Sermons

'The Meaning of Life' (Kingship of Christ Sunday)

The readings for Sunday, 20 November, are as follows (to read them, click on each lesson):

It has been said that when a preacher first starts out in the job, there is the tendency to toss everything imaginable into a sermon. The preacher wants to get this or that point across, and of course we cannot forget this other point. The result is that the sermons tend to be a bit long and all over the road.

I wonder if there may well also be such a tendency in preachers who are about to retire. Even though the preacher has had weeks upon weeks to deliver one message after another to an assembled people (in my case here, more than eight years), the preacher might just think there is this one last chance to get across the message of the Christian gospel. (This time it will work.) And for me, it’s not just eight years. I preached my first sermon in 1985, the summer before I started seminary, delivered to my sponsoring parish. The sermon was on the dangers of perfectionism. I confess I am still preaching some variation of this sermon to myself.

Ah, well.

It is also said about preachers that we all have one sermon. Scratch the surface of what we deliver week after week, and you will find essentially one message. I will tell you what my one sermon is: The path to spiritual growth in the Christian path is not an easy one, but it’s worth the trouble and it will transform your life.

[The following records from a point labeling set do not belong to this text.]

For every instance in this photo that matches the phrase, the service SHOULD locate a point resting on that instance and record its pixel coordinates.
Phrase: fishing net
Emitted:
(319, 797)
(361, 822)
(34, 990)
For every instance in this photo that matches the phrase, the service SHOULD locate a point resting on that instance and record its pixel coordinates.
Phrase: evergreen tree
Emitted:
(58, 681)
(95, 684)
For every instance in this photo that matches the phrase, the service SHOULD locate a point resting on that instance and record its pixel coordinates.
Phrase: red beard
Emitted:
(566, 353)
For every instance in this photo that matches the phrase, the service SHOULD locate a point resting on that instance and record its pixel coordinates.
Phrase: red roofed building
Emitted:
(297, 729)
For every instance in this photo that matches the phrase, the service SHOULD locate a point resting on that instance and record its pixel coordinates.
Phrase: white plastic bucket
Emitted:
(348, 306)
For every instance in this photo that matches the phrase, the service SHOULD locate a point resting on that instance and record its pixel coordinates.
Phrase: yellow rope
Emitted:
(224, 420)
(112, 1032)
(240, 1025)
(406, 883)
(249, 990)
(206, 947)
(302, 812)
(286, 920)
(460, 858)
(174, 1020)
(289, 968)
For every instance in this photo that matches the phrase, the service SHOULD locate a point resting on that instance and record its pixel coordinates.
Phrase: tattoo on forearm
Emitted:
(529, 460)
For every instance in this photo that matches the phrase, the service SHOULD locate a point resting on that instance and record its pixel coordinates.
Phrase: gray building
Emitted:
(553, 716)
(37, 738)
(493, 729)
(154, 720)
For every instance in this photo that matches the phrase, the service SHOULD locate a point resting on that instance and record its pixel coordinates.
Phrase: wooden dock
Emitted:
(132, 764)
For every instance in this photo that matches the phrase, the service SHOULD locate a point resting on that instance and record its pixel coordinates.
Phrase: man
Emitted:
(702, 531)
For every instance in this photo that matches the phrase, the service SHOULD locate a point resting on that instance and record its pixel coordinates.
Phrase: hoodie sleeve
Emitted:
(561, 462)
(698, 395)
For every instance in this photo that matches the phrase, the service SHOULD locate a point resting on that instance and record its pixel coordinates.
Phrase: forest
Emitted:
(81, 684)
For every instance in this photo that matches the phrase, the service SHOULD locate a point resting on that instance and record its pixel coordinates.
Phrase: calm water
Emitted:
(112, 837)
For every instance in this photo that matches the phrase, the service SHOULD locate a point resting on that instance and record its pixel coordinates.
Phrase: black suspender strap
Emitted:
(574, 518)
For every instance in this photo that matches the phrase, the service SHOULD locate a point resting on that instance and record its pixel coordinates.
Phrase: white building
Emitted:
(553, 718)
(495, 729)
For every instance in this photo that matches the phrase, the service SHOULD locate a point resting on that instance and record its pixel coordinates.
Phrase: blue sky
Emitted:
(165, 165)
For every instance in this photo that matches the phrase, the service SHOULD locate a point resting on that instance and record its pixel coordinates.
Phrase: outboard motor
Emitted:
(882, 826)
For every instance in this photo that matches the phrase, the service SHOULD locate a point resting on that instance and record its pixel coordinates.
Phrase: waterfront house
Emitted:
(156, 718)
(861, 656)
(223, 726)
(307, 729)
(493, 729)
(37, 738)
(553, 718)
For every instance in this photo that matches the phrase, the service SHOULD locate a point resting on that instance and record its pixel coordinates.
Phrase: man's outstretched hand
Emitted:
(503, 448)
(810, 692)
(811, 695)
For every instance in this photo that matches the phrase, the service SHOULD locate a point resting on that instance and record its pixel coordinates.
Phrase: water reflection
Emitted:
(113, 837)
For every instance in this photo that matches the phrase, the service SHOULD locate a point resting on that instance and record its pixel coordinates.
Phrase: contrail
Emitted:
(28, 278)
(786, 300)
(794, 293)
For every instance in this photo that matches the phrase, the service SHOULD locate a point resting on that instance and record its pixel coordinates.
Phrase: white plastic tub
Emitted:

There, I’ve said it, and now I’m going to go on to something else. (But of course, this message will still be there.)

I mentioned a few weeks ago that I had put a little box in St. Nicholas School, labelled, “Ask Rev. Liz.” I invited the students at the school to give me questions to answer each week during Thursday morning assembly.

I was amazed by the questions I received! These young children are wrestling with some weighty issues. There is one question that has stuck in my head. It is this: “What is the meaning of life if we are just going to die?”

What is the meaning of life if we are just going to die? How many of us have ever wondered this?

I will tell you what I told the school assembly.

The meaning of life is found in how we live it. And there are three key features to how to live our life.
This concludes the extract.